The ratings of Bahrain and Congo were downgraded in addition to being placed on review, while the credit outlook for Venezuela was lowered to negative from stable.
The moves follow Standard & Poor’s, which has already issued a spate of downgrades in reflection of the selloff in oil and its impact on the creditworthiness of producers in emerging markets.
The collapse in commodity prices has forced governments to trim the spending that has helped fuel their economic growth over the past decade. Fiscal deficits are on the rise as these countries increase borrowing to make up for the shortfall in revenue.
“This sends a bearish signal to the markets, even though a plunge in oil prices is not news to anyone,” Wayne Lin, New York-based money manager at QS Investors LLC, said by phone.
“As oil prices are plunging, revenue of these commodity exporters are greatly impaired, which creates a challenge to their ability to balance the budgets, run the country and control and service the debt.”
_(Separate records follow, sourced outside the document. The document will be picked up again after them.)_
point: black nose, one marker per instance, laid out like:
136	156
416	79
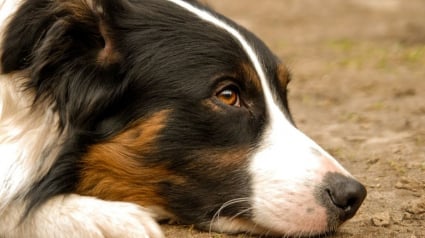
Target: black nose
345	193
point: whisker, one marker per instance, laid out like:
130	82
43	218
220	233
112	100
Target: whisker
216	216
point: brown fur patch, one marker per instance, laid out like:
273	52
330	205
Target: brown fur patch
114	170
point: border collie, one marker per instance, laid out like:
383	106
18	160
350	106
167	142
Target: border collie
115	115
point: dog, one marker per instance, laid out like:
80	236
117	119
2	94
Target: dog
116	115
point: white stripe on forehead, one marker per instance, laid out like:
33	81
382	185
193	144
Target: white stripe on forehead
207	16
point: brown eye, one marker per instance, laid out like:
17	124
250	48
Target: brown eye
229	96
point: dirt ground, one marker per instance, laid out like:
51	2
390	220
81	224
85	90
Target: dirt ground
358	89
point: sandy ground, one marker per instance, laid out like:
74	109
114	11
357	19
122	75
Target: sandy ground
359	91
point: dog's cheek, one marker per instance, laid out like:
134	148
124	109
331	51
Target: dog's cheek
216	184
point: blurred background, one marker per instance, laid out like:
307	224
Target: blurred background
358	89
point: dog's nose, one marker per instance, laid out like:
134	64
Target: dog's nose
345	193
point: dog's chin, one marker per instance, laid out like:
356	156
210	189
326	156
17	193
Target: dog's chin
232	225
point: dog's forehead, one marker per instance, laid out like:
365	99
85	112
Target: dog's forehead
263	66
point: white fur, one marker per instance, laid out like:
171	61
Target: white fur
287	165
76	216
29	143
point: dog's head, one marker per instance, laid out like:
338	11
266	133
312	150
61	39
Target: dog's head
169	105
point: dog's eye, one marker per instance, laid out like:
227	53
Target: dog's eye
229	96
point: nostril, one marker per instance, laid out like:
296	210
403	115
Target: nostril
347	194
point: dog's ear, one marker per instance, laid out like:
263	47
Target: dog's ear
67	52
50	31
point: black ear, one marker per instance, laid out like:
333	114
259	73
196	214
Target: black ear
67	54
45	31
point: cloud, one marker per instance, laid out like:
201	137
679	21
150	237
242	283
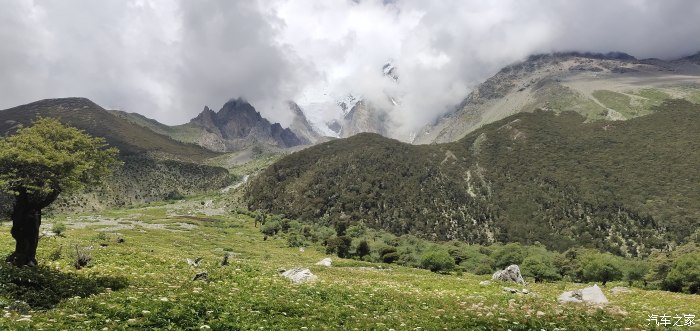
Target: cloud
167	59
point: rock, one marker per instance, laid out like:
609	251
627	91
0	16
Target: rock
509	274
195	262
299	275
325	262
619	289
201	276
224	262
510	289
592	295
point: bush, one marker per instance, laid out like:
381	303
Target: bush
339	246
541	267
59	229
362	249
684	275
602	267
271	228
506	255
636	271
437	260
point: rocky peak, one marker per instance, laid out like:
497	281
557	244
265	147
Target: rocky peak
238	125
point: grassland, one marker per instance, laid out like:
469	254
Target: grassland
144	283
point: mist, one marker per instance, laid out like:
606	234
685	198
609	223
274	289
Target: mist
168	59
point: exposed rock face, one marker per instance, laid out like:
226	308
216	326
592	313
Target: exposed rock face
238	125
363	117
301	126
325	262
592	295
509	274
299	275
559	82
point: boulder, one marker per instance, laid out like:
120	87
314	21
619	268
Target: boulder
325	262
619	289
299	275
509	274
592	295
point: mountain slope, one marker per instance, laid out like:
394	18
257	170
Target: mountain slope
84	114
156	167
238	126
613	86
625	187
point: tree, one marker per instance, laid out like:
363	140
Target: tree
40	162
684	275
437	260
362	249
541	267
601	267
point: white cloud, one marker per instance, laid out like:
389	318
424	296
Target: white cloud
167	59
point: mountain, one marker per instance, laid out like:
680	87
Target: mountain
156	167
84	114
238	126
627	187
613	86
364	117
301	126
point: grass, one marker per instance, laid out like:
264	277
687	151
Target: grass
145	283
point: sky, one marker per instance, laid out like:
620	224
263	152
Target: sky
168	59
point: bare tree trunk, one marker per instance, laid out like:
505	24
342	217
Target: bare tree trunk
25	229
26	220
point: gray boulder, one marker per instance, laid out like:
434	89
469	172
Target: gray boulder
299	275
325	262
509	274
591	295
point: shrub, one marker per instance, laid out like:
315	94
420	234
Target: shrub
636	271
437	260
602	267
59	228
340	246
541	267
271	227
506	255
684	275
362	249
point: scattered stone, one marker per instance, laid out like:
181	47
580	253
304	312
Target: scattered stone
620	289
224	262
195	262
510	289
325	262
299	275
201	276
515	290
509	274
593	295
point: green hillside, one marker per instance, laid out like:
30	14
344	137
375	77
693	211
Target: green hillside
624	187
138	278
156	167
84	114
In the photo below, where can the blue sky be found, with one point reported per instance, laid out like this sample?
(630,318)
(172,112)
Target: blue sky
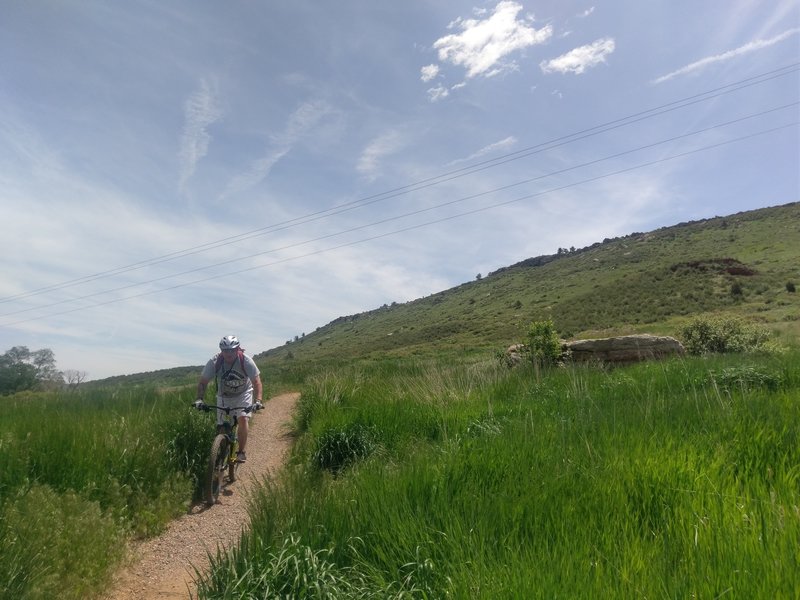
(172,172)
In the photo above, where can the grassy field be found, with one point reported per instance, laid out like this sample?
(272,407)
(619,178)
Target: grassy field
(80,474)
(664,480)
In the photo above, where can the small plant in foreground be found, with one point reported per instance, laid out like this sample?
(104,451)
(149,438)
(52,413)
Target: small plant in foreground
(339,448)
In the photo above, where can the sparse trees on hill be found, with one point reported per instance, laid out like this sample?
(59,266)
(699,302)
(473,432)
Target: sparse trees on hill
(21,369)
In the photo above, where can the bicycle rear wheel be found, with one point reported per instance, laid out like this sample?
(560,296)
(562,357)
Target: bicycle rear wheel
(217,465)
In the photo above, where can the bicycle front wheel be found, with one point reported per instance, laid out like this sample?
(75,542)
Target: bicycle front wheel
(217,465)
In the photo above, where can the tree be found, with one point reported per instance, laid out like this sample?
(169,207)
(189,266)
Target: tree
(74,378)
(21,369)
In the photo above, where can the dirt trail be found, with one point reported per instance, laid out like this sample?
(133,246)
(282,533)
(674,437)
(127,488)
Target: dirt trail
(162,568)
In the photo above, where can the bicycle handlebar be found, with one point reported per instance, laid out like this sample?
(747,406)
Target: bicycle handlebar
(200,405)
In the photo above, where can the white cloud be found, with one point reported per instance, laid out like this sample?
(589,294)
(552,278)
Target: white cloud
(428,72)
(725,56)
(579,59)
(200,111)
(483,45)
(438,93)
Moody’s affirmed Norway’s AAA rating in a separate statement, saying that while oil prices will remain low for several years it has not affected the credit profile of western Europe’s biggest oil and gas producer. Oman, the poorest GCC country on the basis of economic output per person, was cut for the first time by Moody’s last month. That rating is also under review for a further downgrade.
The reviews will allow Moody’s “to determine the extent of any ratings adjustments required for these sovereigns or, conversely, the extent to which their economic and fiscal strength, financial buffers and capacity to implement credit- supportive policies insulate them from the impact of the oil price shock,” the ratings company said.
Qatar’s AA credit rating was affirmed earlier Friday by S&P, which cited the nation’s ample natural gas reserves and an infrastructure investment program as drivers of continued growth.
The country is standing out as S&P has already cut three of the six members of the GCC countries. Saudi Arabia, Oman and Bahrain had been forced to trim the government spending that has fueled economic growth over the past decade, while increasing borrowing to make up for the shortfall in revenue.
“Qatar’s economy will remain resilient,” S&P said of the world’s largest liquefied natural gas exporter. “Qatar has accumulated considerable foreign assets over the past decade, as a result of developing its natural resources.”
S&P, which has been the toughest among ratings firms on emerging-markets’ creditworthiness, said the outlook on Qatar is stable.
“We are seeing that credit agencies are connecting the dots and formalizing what everybody has been trading on,” Lin said. “For large institutions that had mandates that allowed to invest in these countries even with the drop in oil, this Moody’s decision could mean that now is the time to leave.”